Sunday, December 30, 2018

Weatherman

If you love my flowers,
   would you love my rain? 
Every time the thunder comes 
  Will you see me the same? 

If I become a cloud 
   would you watch me all day? 
Gaze at me at night 
    When I chase that milkyway? 

Nevertheless I’ll always come back
    You’ll meet me in the air
Open up my dusty heart
   And make snowflakes everywhere

 Snowflakes become a river 
   And then becomes the sea
I find my self reflecting
     the One becoming We

When you sense the forecast
   I pray that you’ll see love 
And not worry too much
    Of what’s going on above 

My seasons and my tides 
   They are where I reside 
But there is gold in the dew... 
   if you couldn’t tell already, 

     the morning makes it new.

Saturday, December 8, 2018

it is a small door

a world of rigid walls,
and thank yous and pleases
something in me writhes and squeezes
please, let me out of the gray

why wont i let me out to play,
in my world far far away.
Theres something inside wishing to leave,
the overflow of something i received

a time ago, or was i child?
of trees and books and forests and wilds
the colors, sights, and all the bright lights...
no walls in my world, no room for the night

so let the colors flow and my captors know
ive seen something better than these cold white snows

the eight and the dancers,
the horse and the masters
keep my body from rot and decay
and my spirit alive another day

Sunday, November 18, 2018

Grandma

Loss is a tragedy that replays every time we remember,
but memories are all we have left to embrace.
There’s no patch for the loss of someone who’s always been there,
someone to remind us that life is a gift not a race.

Sunday, July 22, 2018

Death is a strange thing... the fading of a light. It takes so much Faith. I struggle to trust what I believe to be true, that what lies on the other side is there. This is my personal fight, but because I refuse to not choose, I choose to believe.
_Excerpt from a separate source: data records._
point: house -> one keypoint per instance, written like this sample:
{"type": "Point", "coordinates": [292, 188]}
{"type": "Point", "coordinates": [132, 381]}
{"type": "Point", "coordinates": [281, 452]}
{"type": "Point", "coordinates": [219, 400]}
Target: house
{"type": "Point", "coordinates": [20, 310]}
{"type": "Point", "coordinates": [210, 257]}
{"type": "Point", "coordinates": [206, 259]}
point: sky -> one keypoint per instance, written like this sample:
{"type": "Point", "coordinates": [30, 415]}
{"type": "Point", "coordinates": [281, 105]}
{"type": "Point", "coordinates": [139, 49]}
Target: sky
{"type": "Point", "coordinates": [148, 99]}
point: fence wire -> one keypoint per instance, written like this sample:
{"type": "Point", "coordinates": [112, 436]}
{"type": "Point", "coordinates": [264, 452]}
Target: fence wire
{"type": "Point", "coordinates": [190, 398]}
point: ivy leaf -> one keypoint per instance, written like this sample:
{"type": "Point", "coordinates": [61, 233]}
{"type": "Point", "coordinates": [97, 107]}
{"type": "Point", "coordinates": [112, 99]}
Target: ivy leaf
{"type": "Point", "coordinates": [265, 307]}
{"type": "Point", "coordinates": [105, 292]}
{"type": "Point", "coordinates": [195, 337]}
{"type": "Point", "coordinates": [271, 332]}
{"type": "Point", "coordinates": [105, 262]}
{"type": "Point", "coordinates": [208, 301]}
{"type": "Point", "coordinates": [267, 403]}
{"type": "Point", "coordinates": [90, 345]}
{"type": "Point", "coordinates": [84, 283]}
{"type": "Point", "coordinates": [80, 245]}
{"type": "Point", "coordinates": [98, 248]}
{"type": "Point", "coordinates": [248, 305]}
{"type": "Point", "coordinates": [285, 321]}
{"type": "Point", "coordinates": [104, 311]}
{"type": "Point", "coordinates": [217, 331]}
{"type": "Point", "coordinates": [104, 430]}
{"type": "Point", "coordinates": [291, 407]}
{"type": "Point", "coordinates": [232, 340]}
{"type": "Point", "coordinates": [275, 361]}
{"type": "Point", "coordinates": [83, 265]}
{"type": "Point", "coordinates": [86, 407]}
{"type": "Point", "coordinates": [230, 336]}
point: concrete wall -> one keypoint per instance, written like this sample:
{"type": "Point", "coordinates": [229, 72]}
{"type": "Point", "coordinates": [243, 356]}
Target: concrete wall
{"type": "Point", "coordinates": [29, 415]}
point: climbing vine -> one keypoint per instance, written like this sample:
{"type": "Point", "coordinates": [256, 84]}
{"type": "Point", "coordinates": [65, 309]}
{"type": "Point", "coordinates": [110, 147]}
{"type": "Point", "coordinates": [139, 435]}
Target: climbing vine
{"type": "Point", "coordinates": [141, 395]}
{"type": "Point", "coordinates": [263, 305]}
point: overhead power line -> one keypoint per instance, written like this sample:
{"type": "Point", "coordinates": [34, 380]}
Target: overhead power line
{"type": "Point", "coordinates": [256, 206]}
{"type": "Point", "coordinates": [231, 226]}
Grandmas death will affect me in many ways, it already has. She was ripped from us, a gaping ugly hole is left where she once was the hub of our happiness as a family. I believe this was an attack from the devil  of who's power will be stripped away as we grow even stronger in our faith because of it. And im angry. not at God, but at the boldness of the devil that he thinks he can take us down. I want to focus on the joy of the people around me more, make tea in the morning instead of rushing, read my bible more than facebook, take time for family over work...

I want more of gramma style love.

It makes me cry while I write to think of how far she is from us, heaven is truly higher than earth. But God is the good that redeems. He doesn't always prevent but he restores. And she has truly been restored.